Frye CA, Petralia SM, Rhodes ME, Stein B.

Departments of Psychology, Biological Sciences, and The Center for Neuroscience Research, The University at Albany-State University of New York, 1400 Washington Avenue, Albany, New York 12222, USA. cafrye cnsunix.albany.edu

5alpha-pregnan-3alpha-ol-20-one (3alpha,5alpha-THP) in the ventral tegmental area (VTA) mediates lordosis of rodents. If fluoxetine's effects on lordosis are mediated in part by midbrain 3alpha,5alpha-THP, then fluoxetine regimens that decrease and increase lordosis would be expected to respectively lower and elevate midbrain 3alpha,5-THP levels. Experiment 1: Ovariectomized (ovx) rats received estradiol benzoate (EB; 5 micro g, SC) at 0 and 24 h and fluoxetine (20 mg/kg, IP) or vehicle 30 min before sex testing and tissue collection. Other rats received fluoxetine (10 mg/kg, IP) or vehicle for 15 days followed by EB-priming and testing. Systemic acute or chronic fluoxetine significantly decreased lordosis and midbrain 3alpha,5alpha-THP levels compared to vehicle. Experiment 2: Ovx rats with unilateral cannula to the VTA were primed with EB (5 micro g; 0, 24 h) and/or progesterone (0 or 100 micro g; 44 h, SC).
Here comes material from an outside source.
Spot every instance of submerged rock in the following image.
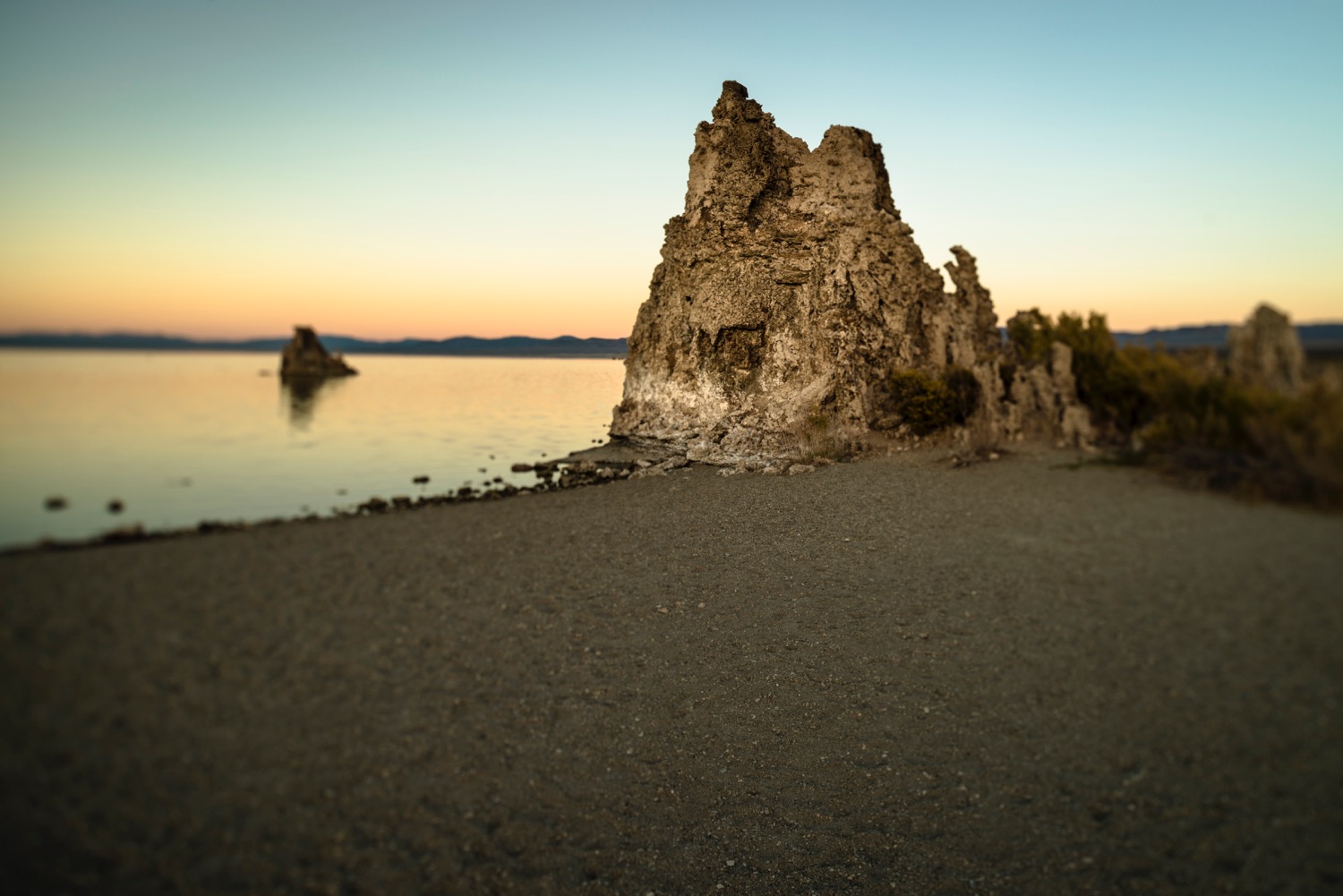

At 47.5 h, fluoxetine (3.6 mM) or vehicle was infused to the VTA. At 48 h, rats were tested. Administering fluoxetine to the VTA significantly increased lordosis and midbrain 3alpha,5alpha-THP levels compared to vehicle infusions. Experiment 3: Ovx EB-primed rats were tested prior to, and 30 min after, treatmemt with acute fluoxetine (20 mg/kg, IP). Rats were then infused with 3alpha,5alpha-THP (100 ng) or vehicle to the VTA and were retested. 3alpha,5alpha-THP, but not vehicle, to the VTA reversed acute fluoxetine's inhibitory effects on lordosis. Together, these data suggest fluoxetine may alter lordosis in part through actions of 3alpha-THP in the midbrain.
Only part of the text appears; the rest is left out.